Did you know that when it opened, the dome was called Pontiac Metropolitan Stadium or PonMet for short? That name was never popular, and within a year it was renamed the Silverdome. The dome ended up being a point of concern almost immediately.

That brings me to the roof and the controversy over the color of it. The dome was always white, the paint was white. But seen from the sky it could appear to be silver because of atmospheric interference. There was a trick to it: if a person was walking toward it and viewing it with their naked eye, the roof looked white. But angles from above or on cloudy days the dome would appear to be silver.

On January 24, 1982, the Silverdome hosted Super Bowl XVI, the first Super Bowl played in a cold-weather city. The day of the game the outdoor temperature was 15 degrees. Snowy roads slowed traffic to the game and caused other delays, but otherwise the game was successful and a great promotion for the city of Pontiac.

In March 1985 the original fiberglass panel roof collapsed under a pile of snow. The roof that replaced it was made of a thin fabric. The ’85 collapse motivated the Pistons to build their own home a few years later, The Palace of Auburn Hills. The Lions stayed in the Silverdome until 2001, and it also hosted the Michigan Panthers of the USFL, the Detroit Express of the North American Soccer League, and the short-lived Motor City Bowl game.

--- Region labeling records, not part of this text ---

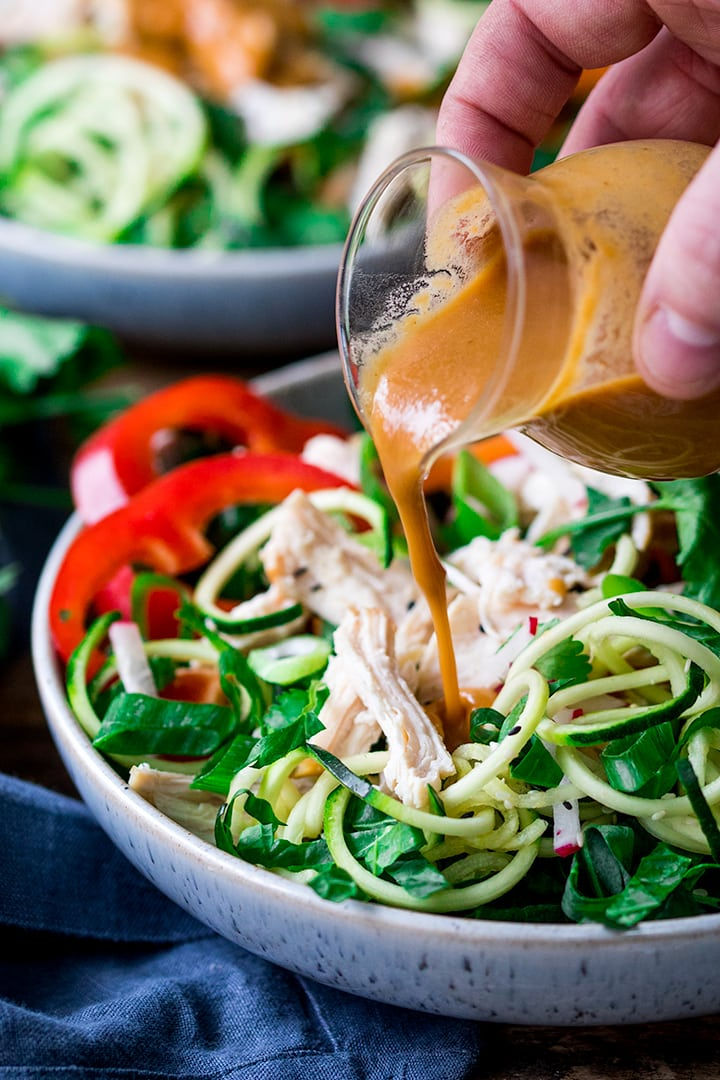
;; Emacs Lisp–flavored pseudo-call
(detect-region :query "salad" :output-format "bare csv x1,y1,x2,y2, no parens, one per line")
50,376,720,929
0,0,487,249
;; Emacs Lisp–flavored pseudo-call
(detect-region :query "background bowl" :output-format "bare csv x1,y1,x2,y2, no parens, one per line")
0,217,342,359
32,354,720,1025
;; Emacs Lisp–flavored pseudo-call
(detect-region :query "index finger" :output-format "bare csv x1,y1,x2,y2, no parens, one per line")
437,0,662,173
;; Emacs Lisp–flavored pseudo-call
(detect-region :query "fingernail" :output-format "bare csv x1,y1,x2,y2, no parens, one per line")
638,305,720,397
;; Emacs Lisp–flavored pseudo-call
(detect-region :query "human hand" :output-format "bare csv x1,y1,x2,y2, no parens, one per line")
437,0,720,399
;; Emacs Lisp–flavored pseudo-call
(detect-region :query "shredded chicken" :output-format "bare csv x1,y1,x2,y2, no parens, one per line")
313,608,454,807
448,529,589,636
312,656,382,757
260,490,418,625
300,435,359,484
127,765,222,843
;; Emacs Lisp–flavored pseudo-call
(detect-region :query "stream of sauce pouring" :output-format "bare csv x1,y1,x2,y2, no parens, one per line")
359,243,569,748
357,139,720,750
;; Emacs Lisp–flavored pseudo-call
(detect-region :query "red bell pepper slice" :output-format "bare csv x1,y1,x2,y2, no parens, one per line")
70,375,347,524
50,450,349,674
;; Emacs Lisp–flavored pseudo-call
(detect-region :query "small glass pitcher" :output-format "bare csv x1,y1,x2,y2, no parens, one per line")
337,139,720,480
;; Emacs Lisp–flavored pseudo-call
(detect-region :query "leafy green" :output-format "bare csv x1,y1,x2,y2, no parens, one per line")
439,450,519,550
562,825,635,922
600,721,677,799
93,693,235,757
510,734,562,788
604,843,703,928
608,596,720,656
653,473,720,610
675,757,720,863
536,487,643,569
534,637,593,690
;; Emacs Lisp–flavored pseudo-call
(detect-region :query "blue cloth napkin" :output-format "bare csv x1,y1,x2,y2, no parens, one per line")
0,775,484,1080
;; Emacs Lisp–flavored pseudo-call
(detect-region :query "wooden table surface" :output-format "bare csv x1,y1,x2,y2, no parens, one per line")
5,349,720,1080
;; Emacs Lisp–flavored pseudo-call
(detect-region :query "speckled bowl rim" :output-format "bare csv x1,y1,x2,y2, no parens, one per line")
31,354,720,1018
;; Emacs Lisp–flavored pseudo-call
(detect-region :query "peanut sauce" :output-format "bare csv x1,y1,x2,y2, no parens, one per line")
357,143,720,750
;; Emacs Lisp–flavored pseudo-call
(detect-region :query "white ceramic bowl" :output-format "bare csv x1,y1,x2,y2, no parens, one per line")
32,355,720,1025
0,217,342,357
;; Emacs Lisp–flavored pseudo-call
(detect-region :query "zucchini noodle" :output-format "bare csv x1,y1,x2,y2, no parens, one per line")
68,438,720,924
0,55,207,241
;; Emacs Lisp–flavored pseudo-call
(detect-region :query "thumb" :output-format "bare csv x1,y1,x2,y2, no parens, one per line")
635,139,720,400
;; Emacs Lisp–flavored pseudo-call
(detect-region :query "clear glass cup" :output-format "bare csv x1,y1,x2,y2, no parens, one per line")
337,140,720,478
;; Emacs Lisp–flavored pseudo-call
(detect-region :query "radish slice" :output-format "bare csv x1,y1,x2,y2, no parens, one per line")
108,620,158,698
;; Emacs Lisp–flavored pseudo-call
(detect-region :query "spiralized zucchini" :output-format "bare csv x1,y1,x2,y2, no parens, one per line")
69,477,720,926
0,55,207,241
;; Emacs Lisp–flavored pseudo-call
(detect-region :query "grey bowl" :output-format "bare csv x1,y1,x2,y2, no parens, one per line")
0,217,342,357
32,355,720,1025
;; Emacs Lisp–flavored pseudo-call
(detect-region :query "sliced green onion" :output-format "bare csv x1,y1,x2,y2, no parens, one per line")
247,634,332,686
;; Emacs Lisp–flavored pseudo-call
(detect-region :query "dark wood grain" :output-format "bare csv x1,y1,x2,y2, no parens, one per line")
7,352,720,1080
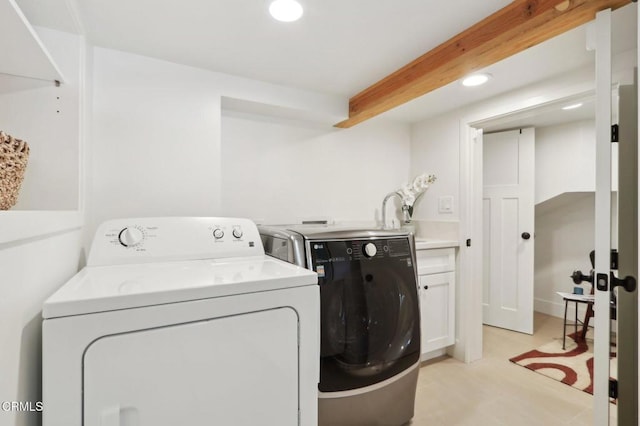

After the Lions left for a domed stadium in downtown Detroit, the Silverdome quickly became a headache for the city of Pontiac. Without a regular high-paying tenant, the facility was too large, too old, too much. In 2012 it was sold to a Canadian real estate developer for a fraction of the original cost, at just $550,000. A few years later the owners announced that demolition would begin. But that demolition dragged out, taking close to four years. The last structural wall of the Pontiac Silverdome was finally felled earlier this year.